What Is This Crisis Calling Us To?
My grandparents Florence and John Taylor. Florence died in the flu pandemic of 1918-1919.
What is the coronavirus epidemic calling us to?
Ironically, this disease that separates and isolates us from each other as we try to prevent its spread also calls us into deeper levels of connection. Connection with community, with ancestors, and with nature.
Being more physically isolated can be stressful and scary. At the same time, the invisible threads linking us become more apparent. We are woven together through sound waves, news, social media; through local, national and global systems – political, economic, health care; and through shared spiritual energy. It’s clear how dependent each person’s well-being is on the well-being of the whole.
The epidemic challenges us to curtail the rampant individualism that has characterized our nation and to act for the collective good. Individuals who hoard N95 respirator masks and other protective gear endanger first responders, health care workers, and patients. Those workers are making enormous sacrifices right now – even their lives. The rest of us need to contribute in whatever way we can. Examples include: pressuring our current immoral and incompetent administration to start making the situation better instead of worse. Donating money and supplies to those who need them. Running errands for at-risk neighbors. Working in many different ways to create access to education, health care, living wages, and a sustainable environment for all. Staying away from each other doesn’t mean we don’t care about each other. It is an expression of caring.
Each one of us has ancestors who survived epidemics, many of them worse than this one. Otherwise, we wouldn’t be here. We can remember, honor, and call on our ancestors, those who survived and those who died in epidemics. We can look at photos, hold the ancestors in our minds and hearts while meditating, or meet them in other intuitive ways. They can offer wisdom and resilience.

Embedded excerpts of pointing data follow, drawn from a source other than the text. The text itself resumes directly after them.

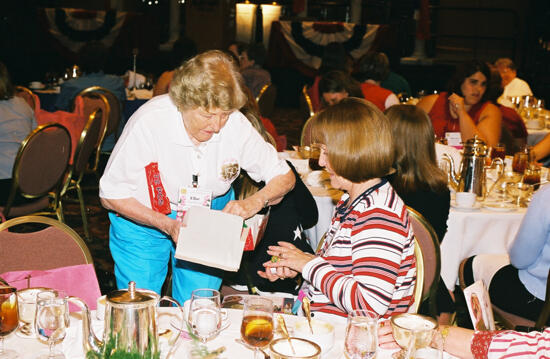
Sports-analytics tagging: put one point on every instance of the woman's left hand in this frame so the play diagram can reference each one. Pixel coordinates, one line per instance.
(289, 256)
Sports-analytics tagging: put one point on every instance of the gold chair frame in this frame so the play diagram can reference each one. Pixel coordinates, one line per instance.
(421, 292)
(56, 206)
(74, 184)
(54, 223)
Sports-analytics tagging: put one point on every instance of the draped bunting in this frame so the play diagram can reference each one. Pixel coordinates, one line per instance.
(300, 44)
(73, 27)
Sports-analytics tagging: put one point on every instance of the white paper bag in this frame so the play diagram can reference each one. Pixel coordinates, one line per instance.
(211, 238)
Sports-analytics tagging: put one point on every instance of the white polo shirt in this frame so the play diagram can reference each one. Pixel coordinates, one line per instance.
(156, 133)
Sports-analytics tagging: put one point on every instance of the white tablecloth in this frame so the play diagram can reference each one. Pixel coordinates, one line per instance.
(475, 232)
(72, 345)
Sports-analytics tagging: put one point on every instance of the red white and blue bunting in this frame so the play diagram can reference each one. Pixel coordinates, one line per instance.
(307, 39)
(74, 27)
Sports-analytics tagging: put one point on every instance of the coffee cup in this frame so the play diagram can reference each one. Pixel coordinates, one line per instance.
(465, 199)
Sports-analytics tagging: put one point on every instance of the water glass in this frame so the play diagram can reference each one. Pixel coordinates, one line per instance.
(9, 319)
(51, 321)
(361, 341)
(205, 317)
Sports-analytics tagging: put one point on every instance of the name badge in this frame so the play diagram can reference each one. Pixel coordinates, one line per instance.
(192, 196)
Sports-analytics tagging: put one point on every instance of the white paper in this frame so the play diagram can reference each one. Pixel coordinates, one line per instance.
(211, 238)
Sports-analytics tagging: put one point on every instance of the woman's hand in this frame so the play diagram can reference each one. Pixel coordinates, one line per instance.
(385, 336)
(245, 208)
(456, 105)
(289, 256)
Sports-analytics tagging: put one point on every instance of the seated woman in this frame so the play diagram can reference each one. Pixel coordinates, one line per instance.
(418, 179)
(465, 107)
(519, 287)
(373, 68)
(287, 221)
(16, 122)
(337, 85)
(367, 259)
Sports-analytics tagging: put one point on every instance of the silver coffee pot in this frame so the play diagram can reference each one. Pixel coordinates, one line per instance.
(471, 177)
(130, 323)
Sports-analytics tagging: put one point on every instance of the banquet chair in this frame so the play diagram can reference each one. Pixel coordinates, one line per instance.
(513, 321)
(92, 102)
(38, 170)
(88, 143)
(305, 103)
(115, 109)
(27, 95)
(55, 246)
(305, 136)
(428, 259)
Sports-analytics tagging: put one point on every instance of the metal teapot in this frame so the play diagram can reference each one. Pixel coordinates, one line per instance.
(130, 323)
(472, 168)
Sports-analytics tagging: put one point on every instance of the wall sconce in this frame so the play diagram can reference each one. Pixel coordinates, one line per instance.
(246, 21)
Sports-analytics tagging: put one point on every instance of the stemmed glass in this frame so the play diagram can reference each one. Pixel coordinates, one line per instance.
(257, 325)
(205, 315)
(361, 339)
(52, 319)
(9, 319)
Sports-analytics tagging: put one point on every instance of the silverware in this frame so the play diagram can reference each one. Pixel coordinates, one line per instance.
(282, 325)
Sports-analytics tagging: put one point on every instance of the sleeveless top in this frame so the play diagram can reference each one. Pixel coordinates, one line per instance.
(443, 122)
(375, 94)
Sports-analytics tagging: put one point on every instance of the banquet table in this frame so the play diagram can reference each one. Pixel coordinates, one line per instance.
(71, 346)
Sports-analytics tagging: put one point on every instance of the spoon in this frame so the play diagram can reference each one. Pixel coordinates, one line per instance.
(282, 325)
(307, 312)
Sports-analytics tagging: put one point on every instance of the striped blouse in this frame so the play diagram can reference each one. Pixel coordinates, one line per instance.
(367, 261)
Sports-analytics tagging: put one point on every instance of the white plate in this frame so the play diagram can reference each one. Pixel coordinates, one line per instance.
(475, 207)
(500, 207)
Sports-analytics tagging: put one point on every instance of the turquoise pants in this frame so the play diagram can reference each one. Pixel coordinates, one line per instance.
(141, 255)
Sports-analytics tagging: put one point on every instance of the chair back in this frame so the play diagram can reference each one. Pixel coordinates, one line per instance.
(305, 136)
(266, 100)
(55, 246)
(428, 244)
(92, 102)
(89, 141)
(115, 108)
(306, 105)
(27, 95)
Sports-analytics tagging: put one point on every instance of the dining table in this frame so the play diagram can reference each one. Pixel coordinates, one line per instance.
(168, 318)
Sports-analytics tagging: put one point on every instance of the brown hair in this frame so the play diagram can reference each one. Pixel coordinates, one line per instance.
(358, 139)
(414, 148)
(208, 80)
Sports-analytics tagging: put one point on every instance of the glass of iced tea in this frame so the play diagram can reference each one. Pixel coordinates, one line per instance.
(257, 325)
(9, 318)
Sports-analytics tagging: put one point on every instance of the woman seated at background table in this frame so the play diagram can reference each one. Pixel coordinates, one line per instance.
(367, 259)
(335, 86)
(418, 180)
(464, 107)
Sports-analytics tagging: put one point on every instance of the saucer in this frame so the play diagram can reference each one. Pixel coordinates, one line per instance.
(475, 207)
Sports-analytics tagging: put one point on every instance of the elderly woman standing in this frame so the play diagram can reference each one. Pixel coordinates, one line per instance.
(367, 260)
(193, 138)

My great-great-grandparents on my mother’s side survived the Great Famine of 1845-52 in Ireland. During that time, a million people died of starvation and the raging epidemics – typhus, dysentery, smallpox, relapsing fever – that fed on weakened bodies. Another two million emigrated, some in ships overwhelmed with disease, called “coffin ships.” My ancestors made it to New York City as young adults, fifteen years after the Famine started. Almost 60 years later, their eldest granddaughter, my mother’s mother, died at the age of 26 in the 1918-1919 flu pandemic. My grandfather, mother, and uncle survived. I carry both trauma and strength from these experiences embedded in my genes.
The swift spread of a disease to which few in the United States have resistance has a terrible precedent. When European explorers landed their ships on the shores of what are now the Americas, they brought with them diseases that none of the indigenous peoples had been exposed to before. Indigenous people died by the millions. Aided by epidemics, European settlers took possession of almost all of the land through genocidal violence. The current crisis calls us to remember this shameful part of American history and, for white settler descendants, to make amends. Small but meaningful examples: we can honor the Duwamish Tribe, the original people of the Seattle area, with land acknowledgements and support the tribe through Real Rent Duwamish or other contributions.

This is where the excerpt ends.